In recent years, I have given interviews for Gazeta Dielli (The Sun), for journalist Raimonda Moisiu, for journalist Beqir Sina and the newspaper Bota sot (The World Today), for journalists Kozeta Zylo and Zyba Hysa, for Flora Durmishi’s program on Radio Kosovo, and for Radio e diela, a program broadcast on CHIN AM 1540 in Toronto, Canada. I also participated in a television program called Shqiptarët e Amerikës (Albanians In America) which is produced in New York by Qazim Doda.

I have written poems in Albanian and some of them were published in The Sun and in the magazine Kuvendi. Several years ago, I gave presentations about Albania for various clubs in my area. During these talks, I also sang Albanian songs. Furthermore, I gave two presentations about Albania at Elmira College, the college where I teach.

 

In Honor of the Albanian Language

 

“I am from Albania,” my student said. Who would have thought that three such small words would have had such a great impact on a life? But that is what happened that unforgettable day.

“I am from Albania.” That simple sentence called to mind a girl, eleven or twelve years old, who heard the name Albania for the first time. I was that girl.

In the awkward moment that followed his utterance, I wanted to show that student that I knew at least one thing about his country. I wracked my brains trying to remember the capital of Albania. I had learned it long ago but in that precise moment, I had forgotten it. Of course I remembered it as soon as he told me.
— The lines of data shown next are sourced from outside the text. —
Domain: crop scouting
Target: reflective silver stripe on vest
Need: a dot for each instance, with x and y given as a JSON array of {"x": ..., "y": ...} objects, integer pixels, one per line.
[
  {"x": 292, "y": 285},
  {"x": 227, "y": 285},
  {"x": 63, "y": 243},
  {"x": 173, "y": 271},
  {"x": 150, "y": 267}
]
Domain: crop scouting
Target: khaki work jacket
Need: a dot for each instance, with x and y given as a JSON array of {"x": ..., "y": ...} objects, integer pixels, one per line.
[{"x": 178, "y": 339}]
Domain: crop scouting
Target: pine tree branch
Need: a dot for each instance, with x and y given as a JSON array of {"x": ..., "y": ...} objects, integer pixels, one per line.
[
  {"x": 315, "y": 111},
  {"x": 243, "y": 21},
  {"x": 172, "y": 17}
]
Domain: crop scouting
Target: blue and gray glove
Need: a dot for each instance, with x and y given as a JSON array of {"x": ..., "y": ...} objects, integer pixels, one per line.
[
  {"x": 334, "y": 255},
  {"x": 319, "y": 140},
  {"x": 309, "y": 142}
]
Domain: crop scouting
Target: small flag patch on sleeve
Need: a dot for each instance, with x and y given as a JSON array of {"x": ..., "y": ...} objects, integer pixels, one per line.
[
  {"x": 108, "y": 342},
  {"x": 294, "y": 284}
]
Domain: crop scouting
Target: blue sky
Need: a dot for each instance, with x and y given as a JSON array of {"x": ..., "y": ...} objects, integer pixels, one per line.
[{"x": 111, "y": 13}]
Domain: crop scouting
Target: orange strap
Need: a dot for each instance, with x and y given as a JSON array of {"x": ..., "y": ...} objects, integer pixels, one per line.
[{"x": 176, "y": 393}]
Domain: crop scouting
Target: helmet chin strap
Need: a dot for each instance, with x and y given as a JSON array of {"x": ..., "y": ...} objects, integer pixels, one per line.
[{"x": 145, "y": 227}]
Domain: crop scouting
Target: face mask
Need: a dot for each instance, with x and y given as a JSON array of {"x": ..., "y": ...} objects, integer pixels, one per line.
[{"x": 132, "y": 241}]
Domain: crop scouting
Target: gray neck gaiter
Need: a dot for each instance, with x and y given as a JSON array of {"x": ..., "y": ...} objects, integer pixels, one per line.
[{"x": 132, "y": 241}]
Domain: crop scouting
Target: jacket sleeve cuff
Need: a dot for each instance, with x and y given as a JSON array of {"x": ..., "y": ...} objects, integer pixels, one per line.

This unexpected experience ignited the flame of curiosity and thus was born my desire to learn Albanian. Nothing would stop me! I had to learn Albanian come what may! I searched diligently until I found the only Albanian textbook available in Braille from the Library for the Blind in England. This book would serve as the key that would open the door to that mysterious and different language and culture. I cheered so loudly the day the book arrived that surely the whole world must have heard my excitement!

The more Albanian I learned, the more the language held me in its grip. How often my head ached with the effort. Nevertheless I did not give up.

I asked myself many times if I would ever understand Albanian. I remember the joy I felt when I said my first word in Albanian. I remember the pleasure I felt when I understood one word on the radio. I remember my gratitude for the ability to write one sentence in Albanian.

O language of Albania, the music of your words fills my spirit with joy! Your expressive words fill my heart with joy! When I hear your words, my whole being is filled with joy! Through you I have come to know a strong, brave, and courageous people, who have survived the oppression of foreign rulers and an evil dictatorship.

Resound, O beloved language, no matter where your people live! May you live forever, O beautiful Albanian language!